Los dos más odiados
Al igual que en la última película de Quentin Tarantino, Los 8 más odiados, en la premiadísima Mandarinas, de Zaza Urushadze, varios personajes terminan recalando (algunos de forma un tanto fortuita) en un mismo recinto, un grupo de tipos distanciados por diversas cuestiones vinculadas con la guerra y las diferencias étnicas y religiosas, también políticas, lo que hace que la narración se sostenga en la tensión que reside en esos vínculos a punto de explotar (dos soldados enfrentados heridos, y dos hombres simples a su cuidado y contención). Mandarinas es, como la de Tarantino, también una película teatral no sólo por cómo centraliza su atención casi en un único espacio cerrado, sino además por la forma en que dispone a los personajes en el plano, haciéndolos mover y por lo tanto modificando los puntos de interés y de información sobre lo que vemos. Claro, lo que diferencia a una película de la otra es la intención final de sus directores.
Mientras a Tarantino lo moviliza una maldad intrínseca potenciando la podredumbre de sus personajes irredimibles, a la vez que cincela sobre la tosquedad de ese film en exceso barroco una serie de referencias, citas y homenajes que, incluso, mencionan a su propio cine, en Urushadze lo que sobresale a partir de su puesta en escena controladísima y su calculado crescendo dramático y trágico es el mensaje bienpensante sobre el horror de la guerra y el absurdo de los hermanos asesinándose entre sí. Tarantino toma las tensiones de la Guerra Civil norteamericana para generar polémica y reforzar la idea de que aquellas tensiones se sostienen hoy, mientras que Urushadze se vale de los conflictos bélicos entre chechenos y georgianos para un alegato pacifista en extremo simplista.

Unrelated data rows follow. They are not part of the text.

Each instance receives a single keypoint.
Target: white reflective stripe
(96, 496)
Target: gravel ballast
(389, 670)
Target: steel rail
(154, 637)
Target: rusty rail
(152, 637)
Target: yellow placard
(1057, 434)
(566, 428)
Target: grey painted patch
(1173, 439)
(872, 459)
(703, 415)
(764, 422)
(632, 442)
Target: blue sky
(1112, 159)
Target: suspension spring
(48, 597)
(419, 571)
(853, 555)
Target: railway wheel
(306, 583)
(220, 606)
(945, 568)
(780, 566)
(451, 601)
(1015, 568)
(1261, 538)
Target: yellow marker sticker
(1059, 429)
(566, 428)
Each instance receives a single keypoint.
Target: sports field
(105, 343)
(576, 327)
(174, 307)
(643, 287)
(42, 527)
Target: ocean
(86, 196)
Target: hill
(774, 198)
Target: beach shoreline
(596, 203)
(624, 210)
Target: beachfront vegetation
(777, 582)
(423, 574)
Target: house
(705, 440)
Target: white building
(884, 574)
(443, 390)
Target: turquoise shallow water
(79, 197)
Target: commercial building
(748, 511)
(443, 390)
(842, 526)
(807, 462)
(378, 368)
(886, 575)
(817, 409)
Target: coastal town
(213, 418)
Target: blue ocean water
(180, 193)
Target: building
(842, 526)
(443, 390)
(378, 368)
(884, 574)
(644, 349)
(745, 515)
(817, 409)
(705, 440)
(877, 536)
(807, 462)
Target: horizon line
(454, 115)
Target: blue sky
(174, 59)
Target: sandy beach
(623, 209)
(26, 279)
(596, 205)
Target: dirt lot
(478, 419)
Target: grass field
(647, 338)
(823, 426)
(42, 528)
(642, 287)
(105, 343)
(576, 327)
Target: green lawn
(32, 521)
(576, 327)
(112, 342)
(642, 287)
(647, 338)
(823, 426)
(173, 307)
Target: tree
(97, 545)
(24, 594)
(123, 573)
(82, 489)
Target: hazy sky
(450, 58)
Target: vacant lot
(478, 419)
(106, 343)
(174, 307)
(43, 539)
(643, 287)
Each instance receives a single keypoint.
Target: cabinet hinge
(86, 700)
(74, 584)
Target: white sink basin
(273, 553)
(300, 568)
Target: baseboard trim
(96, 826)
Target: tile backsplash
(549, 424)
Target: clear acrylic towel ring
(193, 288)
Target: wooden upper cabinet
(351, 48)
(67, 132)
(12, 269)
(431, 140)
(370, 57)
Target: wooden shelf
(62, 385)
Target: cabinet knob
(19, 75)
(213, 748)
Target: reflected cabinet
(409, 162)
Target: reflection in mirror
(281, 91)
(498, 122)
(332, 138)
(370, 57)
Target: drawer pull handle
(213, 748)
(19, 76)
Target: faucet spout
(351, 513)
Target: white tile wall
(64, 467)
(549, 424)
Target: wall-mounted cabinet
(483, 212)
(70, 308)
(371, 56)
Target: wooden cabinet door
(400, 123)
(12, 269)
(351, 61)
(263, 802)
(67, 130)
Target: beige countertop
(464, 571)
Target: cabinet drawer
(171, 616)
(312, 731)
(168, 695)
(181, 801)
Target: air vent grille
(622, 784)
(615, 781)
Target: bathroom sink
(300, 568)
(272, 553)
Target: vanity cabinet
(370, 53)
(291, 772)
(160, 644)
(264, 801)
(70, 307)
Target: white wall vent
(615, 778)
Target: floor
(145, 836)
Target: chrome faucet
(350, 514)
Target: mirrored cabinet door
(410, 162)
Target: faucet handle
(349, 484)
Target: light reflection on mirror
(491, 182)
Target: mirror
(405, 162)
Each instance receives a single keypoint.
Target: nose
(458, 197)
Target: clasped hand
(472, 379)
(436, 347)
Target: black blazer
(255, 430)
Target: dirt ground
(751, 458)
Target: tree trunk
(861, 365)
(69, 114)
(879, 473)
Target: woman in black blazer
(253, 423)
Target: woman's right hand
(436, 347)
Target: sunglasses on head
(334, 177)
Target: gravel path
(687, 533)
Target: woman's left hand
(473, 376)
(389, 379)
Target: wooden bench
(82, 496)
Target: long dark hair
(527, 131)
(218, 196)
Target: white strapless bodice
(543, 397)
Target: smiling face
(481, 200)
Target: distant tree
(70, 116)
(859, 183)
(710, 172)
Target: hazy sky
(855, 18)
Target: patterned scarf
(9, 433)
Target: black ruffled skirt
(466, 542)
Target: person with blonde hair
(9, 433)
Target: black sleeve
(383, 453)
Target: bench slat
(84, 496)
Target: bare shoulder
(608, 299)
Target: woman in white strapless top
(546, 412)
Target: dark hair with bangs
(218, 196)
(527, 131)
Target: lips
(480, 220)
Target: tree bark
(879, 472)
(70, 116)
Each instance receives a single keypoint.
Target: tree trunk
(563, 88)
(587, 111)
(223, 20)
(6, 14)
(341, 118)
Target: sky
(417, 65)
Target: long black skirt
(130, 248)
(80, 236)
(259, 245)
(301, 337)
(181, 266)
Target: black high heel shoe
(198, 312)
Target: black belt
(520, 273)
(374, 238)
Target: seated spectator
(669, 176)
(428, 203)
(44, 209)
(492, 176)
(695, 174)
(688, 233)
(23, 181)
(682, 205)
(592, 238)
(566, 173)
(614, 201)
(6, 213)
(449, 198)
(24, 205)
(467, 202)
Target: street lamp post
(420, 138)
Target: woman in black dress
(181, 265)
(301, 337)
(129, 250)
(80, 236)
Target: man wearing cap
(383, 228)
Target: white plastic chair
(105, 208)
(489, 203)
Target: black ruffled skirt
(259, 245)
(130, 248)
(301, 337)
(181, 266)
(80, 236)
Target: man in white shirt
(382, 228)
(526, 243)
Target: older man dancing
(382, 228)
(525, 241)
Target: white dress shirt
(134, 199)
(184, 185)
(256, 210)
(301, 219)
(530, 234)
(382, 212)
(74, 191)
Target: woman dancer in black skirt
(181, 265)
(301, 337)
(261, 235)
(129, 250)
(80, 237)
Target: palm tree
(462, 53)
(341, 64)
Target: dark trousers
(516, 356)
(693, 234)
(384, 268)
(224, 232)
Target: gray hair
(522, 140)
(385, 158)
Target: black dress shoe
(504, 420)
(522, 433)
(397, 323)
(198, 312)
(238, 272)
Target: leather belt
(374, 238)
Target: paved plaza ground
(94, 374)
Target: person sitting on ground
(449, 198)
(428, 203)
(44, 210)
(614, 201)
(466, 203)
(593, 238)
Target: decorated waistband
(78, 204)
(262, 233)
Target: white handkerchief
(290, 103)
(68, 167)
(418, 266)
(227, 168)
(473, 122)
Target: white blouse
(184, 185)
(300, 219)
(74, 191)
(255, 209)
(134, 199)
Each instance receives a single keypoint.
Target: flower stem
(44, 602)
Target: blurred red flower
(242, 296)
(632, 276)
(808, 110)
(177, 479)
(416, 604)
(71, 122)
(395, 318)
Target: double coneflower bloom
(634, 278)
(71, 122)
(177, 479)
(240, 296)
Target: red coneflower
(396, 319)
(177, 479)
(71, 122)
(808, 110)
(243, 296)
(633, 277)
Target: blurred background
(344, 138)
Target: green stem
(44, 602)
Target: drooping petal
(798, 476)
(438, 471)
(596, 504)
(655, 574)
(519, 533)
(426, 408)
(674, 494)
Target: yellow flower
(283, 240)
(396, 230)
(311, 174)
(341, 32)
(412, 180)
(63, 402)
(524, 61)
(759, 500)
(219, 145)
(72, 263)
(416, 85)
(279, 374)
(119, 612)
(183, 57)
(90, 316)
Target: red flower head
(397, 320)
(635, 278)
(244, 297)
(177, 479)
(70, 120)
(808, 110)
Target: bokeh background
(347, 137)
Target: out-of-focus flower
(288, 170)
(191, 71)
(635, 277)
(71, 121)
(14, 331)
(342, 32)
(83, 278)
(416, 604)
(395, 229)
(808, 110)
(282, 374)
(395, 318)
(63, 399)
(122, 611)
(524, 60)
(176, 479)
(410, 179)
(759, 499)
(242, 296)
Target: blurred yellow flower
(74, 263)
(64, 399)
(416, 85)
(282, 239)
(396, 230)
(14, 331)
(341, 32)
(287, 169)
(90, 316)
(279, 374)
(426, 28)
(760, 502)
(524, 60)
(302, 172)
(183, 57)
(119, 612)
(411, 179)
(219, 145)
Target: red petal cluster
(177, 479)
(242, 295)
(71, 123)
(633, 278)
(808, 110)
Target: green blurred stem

En verdad hace mal uno en comparar películas que nunca se imaginaron cercanas, pero bien vale ponerlas en abismo para reconocer cómo el cine, el verdadero cine, el de los grandes directores que imaginan y piensan cada imagen y ponen en crisis los discursos, supera cualquier intención que excede al arte, como es la diplomacia de un tipo como Urushadze. Y no es que Los 8 más odiados me parezca un film irreprochable (de hecho me resulta tedioso en su provocación adolescente y caprichosa), pero en la frialdad académica de esta coproducción entre Georgia y Estonia hay tanta vocación por agradar que resulta bastante repudiable.
Lo peor de películas como Mandarinas es que ni siquiera están mal. De hecho los cuatro protagonistas están notables y son pilares indisimulable de los logros del film, y hasta la composición de esos personajes simples y puestos en fricción sólo por los absurdos de las ideologías y los extremos de alguna manera justifica la mirada plana sobre la guerra y lo humano. También es digna de destacar la música, una melodía que es un himno mortuorio que de alguna forma anticipa el callejón sin salida en que la historia introduce a los hombres simples. Porque es eso, un cuarteto de tipos simples que de la noche a la mañana se enfrentan a lo inevitable. Tal vez el mayor problema de Mandarinas no sea la propia película, sino más bien lo funcional que resulta a ese público que piensa el cine como un catálogo de lugares comunes y frases hechas sobre la humanidad.